By 1930 he had regained some of his holdings and was farming approximately 8000 acre of land.

== Noble blade ==
The land that Charles Noble farmed in southern Alberta sits in what is known as the dry-belt. During the period of drought known as the dirty thirties, farmland within the dry-belt, cultivated with mold-board plow and/or double disc and summer fallowed every other year, was subject to massive soil erosion. In 1935, while on a visit to California, Noble observed a sugar beet farmer using a straight blade tool to cut into the subsoil beneath the beets to loosen them for harvesting. He noticed that the blade was disturbing and killing weeds without burying them. Noble realized if he could apply a similar implement to the dry land back in Alberta thus leaving the crop stubble as "trash" on top to hold the soil and protect it from blowing the problem of soil erosion may be solved. He immediately fabricated a tillage implement patterned after the sugar beet harvesting tool. He called his invention the Noble blade. The next year he carried out all his summer fallow work using his invention.

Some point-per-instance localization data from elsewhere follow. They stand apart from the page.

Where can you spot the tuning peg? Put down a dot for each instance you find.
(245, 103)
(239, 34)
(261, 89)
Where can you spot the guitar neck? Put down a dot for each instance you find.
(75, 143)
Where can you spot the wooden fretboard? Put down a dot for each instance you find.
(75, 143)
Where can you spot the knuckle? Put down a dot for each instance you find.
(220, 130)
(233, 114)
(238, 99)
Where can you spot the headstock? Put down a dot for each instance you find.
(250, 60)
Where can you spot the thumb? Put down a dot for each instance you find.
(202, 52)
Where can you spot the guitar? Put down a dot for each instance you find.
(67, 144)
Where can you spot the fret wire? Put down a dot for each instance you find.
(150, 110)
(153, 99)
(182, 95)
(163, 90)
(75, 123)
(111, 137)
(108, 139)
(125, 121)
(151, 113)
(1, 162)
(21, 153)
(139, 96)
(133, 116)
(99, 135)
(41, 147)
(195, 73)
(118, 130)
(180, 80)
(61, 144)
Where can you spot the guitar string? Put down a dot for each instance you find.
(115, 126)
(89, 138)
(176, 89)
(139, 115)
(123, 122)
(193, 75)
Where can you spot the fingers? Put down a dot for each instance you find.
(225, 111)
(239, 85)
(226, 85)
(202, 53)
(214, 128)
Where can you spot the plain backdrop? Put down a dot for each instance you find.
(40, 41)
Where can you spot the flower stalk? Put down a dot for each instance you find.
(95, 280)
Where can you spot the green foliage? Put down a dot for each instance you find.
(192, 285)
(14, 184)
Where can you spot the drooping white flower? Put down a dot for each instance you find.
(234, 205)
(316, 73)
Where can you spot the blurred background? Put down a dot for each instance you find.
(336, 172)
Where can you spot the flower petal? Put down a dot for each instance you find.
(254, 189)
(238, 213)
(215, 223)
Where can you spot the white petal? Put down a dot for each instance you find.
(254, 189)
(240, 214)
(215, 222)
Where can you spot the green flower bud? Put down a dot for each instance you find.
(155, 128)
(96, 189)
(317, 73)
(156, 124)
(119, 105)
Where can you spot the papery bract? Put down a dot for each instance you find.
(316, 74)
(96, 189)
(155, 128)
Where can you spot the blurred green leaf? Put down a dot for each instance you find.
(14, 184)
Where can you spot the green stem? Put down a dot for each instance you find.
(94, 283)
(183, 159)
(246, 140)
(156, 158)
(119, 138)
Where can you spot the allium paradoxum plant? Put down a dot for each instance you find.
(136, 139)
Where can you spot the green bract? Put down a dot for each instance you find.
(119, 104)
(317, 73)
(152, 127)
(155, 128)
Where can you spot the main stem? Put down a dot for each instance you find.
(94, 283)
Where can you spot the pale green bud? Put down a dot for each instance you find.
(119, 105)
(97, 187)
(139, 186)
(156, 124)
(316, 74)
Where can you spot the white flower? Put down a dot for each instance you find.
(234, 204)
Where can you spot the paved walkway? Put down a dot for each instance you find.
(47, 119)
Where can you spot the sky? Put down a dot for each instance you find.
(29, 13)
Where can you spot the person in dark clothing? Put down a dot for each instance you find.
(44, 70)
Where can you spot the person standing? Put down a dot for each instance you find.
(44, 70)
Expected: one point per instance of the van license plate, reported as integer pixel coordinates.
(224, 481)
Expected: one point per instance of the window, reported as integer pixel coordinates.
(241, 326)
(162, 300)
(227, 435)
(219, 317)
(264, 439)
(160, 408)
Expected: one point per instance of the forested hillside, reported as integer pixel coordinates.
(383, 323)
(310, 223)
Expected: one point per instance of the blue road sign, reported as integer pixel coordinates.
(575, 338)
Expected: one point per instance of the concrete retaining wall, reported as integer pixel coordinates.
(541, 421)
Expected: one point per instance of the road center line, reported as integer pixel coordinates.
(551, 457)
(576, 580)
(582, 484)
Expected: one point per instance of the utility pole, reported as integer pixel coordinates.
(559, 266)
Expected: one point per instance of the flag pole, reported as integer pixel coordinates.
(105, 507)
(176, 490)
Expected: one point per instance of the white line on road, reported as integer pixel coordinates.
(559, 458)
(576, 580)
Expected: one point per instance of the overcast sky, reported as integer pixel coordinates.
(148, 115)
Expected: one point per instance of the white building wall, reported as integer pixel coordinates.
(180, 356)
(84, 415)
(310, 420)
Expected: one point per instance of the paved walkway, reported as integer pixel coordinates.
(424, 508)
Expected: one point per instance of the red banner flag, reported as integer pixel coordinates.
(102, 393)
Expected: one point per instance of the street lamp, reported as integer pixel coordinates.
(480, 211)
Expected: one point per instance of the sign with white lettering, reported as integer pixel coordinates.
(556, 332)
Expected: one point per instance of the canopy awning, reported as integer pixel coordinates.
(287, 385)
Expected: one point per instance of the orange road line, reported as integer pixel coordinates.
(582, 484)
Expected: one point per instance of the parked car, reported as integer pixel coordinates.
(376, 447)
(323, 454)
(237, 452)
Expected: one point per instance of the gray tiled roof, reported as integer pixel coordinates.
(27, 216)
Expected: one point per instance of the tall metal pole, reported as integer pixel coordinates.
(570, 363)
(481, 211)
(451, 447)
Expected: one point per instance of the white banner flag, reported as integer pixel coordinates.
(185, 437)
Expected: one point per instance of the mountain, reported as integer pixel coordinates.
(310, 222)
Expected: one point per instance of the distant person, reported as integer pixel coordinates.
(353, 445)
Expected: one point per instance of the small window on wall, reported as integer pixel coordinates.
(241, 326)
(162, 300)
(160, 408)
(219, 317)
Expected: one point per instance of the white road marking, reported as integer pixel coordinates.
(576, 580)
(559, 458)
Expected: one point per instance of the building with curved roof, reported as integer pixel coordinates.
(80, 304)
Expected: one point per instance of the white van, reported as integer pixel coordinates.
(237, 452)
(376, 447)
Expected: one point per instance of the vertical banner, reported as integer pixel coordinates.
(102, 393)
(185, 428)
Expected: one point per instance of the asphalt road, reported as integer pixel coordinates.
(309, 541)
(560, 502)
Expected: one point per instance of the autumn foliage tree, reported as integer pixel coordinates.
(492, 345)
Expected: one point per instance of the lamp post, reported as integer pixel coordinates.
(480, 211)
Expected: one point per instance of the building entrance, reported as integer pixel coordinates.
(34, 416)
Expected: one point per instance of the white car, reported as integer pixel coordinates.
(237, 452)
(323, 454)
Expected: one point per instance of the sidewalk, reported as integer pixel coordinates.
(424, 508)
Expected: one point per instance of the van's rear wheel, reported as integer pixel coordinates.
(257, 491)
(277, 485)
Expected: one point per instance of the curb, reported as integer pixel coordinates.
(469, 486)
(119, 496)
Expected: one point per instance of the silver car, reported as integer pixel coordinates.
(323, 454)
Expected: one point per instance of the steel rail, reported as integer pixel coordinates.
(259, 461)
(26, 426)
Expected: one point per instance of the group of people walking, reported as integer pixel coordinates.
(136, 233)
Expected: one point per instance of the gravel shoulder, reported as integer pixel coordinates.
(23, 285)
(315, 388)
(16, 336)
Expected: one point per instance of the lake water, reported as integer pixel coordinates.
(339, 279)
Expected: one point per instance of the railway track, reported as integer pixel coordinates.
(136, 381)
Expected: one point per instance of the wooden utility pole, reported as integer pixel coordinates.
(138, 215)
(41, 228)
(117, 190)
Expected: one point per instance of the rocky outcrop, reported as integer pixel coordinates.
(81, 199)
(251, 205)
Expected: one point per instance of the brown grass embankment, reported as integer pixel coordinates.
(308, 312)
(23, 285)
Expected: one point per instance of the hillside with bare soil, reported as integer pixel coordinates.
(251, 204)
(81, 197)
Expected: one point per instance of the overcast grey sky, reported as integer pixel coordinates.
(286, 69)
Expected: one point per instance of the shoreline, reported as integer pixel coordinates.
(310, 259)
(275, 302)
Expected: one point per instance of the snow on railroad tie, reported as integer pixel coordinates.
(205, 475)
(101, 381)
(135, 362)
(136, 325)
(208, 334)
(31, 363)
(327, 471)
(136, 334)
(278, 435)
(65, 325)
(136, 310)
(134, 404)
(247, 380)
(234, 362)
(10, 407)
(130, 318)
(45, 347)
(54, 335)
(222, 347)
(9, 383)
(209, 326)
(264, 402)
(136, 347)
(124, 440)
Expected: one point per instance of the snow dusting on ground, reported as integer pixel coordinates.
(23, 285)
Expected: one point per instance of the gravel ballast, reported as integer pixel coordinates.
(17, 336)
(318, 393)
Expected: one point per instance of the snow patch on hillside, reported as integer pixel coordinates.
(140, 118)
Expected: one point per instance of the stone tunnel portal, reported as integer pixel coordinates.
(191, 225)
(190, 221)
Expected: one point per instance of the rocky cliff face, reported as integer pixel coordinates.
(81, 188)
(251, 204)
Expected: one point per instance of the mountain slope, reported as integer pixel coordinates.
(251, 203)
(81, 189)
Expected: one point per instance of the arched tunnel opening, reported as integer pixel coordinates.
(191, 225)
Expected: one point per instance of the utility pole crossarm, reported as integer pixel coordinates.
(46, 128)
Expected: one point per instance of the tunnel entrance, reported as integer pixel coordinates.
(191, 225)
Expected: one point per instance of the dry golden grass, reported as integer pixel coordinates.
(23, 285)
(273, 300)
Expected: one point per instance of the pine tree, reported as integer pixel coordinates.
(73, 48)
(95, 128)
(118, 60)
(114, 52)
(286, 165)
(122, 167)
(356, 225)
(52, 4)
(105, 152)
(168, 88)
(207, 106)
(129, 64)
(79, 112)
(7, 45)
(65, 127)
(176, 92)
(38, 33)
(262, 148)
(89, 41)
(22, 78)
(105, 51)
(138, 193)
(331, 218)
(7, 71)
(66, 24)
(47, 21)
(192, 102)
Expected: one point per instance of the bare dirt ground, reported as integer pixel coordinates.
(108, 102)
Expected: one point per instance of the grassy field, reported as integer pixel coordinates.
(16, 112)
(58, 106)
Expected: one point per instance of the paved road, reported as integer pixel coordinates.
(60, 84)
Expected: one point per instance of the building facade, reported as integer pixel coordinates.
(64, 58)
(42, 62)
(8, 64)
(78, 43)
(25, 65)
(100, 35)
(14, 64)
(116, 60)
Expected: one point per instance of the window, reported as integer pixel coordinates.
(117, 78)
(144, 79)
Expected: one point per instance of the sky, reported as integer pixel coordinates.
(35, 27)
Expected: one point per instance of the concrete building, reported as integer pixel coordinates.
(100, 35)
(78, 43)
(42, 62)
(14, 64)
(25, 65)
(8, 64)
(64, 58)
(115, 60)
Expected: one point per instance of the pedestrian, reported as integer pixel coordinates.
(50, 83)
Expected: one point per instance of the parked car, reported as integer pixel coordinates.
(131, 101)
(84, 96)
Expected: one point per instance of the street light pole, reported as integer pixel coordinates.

The results were so successful by 1937 he had fabricated 50 of the implements which he sold to friends and neighbors. By 1941 a factory was built within the village of Nobleford. Sales of the Noble blade occurred throughout the dry land farming areas of the world. The Noble blade is touted as one of the most important agricultural inventions of the 20th century. In 1982 the company that Noble had founded was sold to Versatile Manufacturing Ltd.